I know my manor is as well-run as any in England, and my uncle takes nothing out of it. You must understand, this is a man of the old kind, stark upright. It is not easy to live with him, if you are his and a boy, but I am a girl, and he has been always indulgent and good to me. Madam Avota, who died two years back—well, she was his wife first, and only afterwards Meriet’s mother. You saw Nigel—what more could any man wish for his heir? They never even needed or wished for Meriet. They did all their duty by him when he came, but they could not even see past Nigel to notice
the second one. And he was so different.”
She paused to consider the two, and probably had her finger on the very point where they went different ways.
“Do you think,” she asked doubtfully, “that small children know when they are only second-best? I think Meriet knew it early. He was different even to look at, but that was the least part. I think he always went the opposing way, whatever they wished upon him. If his father said white, Meriet said black; wherever they tried to turn him, he dug in his heels hard and wouldn’t budge.
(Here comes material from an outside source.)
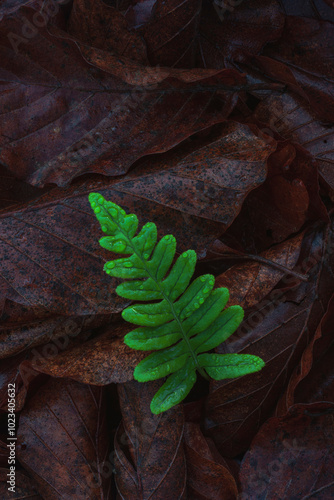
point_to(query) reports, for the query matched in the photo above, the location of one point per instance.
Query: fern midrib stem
(171, 306)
He couldn’t help learning, because he was sharp and curious, so he grew lettered, but when he knew they wanted him a clerk, he went after all manner of low company, and flouted his father every way. He’s always been jealous of Nigel,” said the girl, musing against her raised knees, “but always worshipped him. He flouts his father purposely, because he knows he’s loved less, and that grieves him bitterly, and yet he can’t hate Nigel for being loved more. How can he, when he loves him so much?”
“And Nigel repays his affection?” asked Cadfael, recollecting the elder brother’s troubled face.
“Oh, yes, Nigel’s fond of him, too. He always defended him. He’s stood between him and punishment many a time. And he always would keep him with him, whatever they were about, when they all played together.”
They?” said Cadfael. “Not “we”?”
Isouda spat out her chewed stem of late grass, and turned a surprised and smiling face. I’m the youngest, three years behind even Meriet, I was the infant struggling along behind. For a little while, at any rate. There was not much I did not see. You know the rest of us? Those two boys, with six years between them, and the two Lindes, midway between. And me, come rather late and too young. You’ve seen Roswitha. I don’t know if you’ve seen Janyn?”
“I have,” said Cadfael, “on my way here. He directed me.”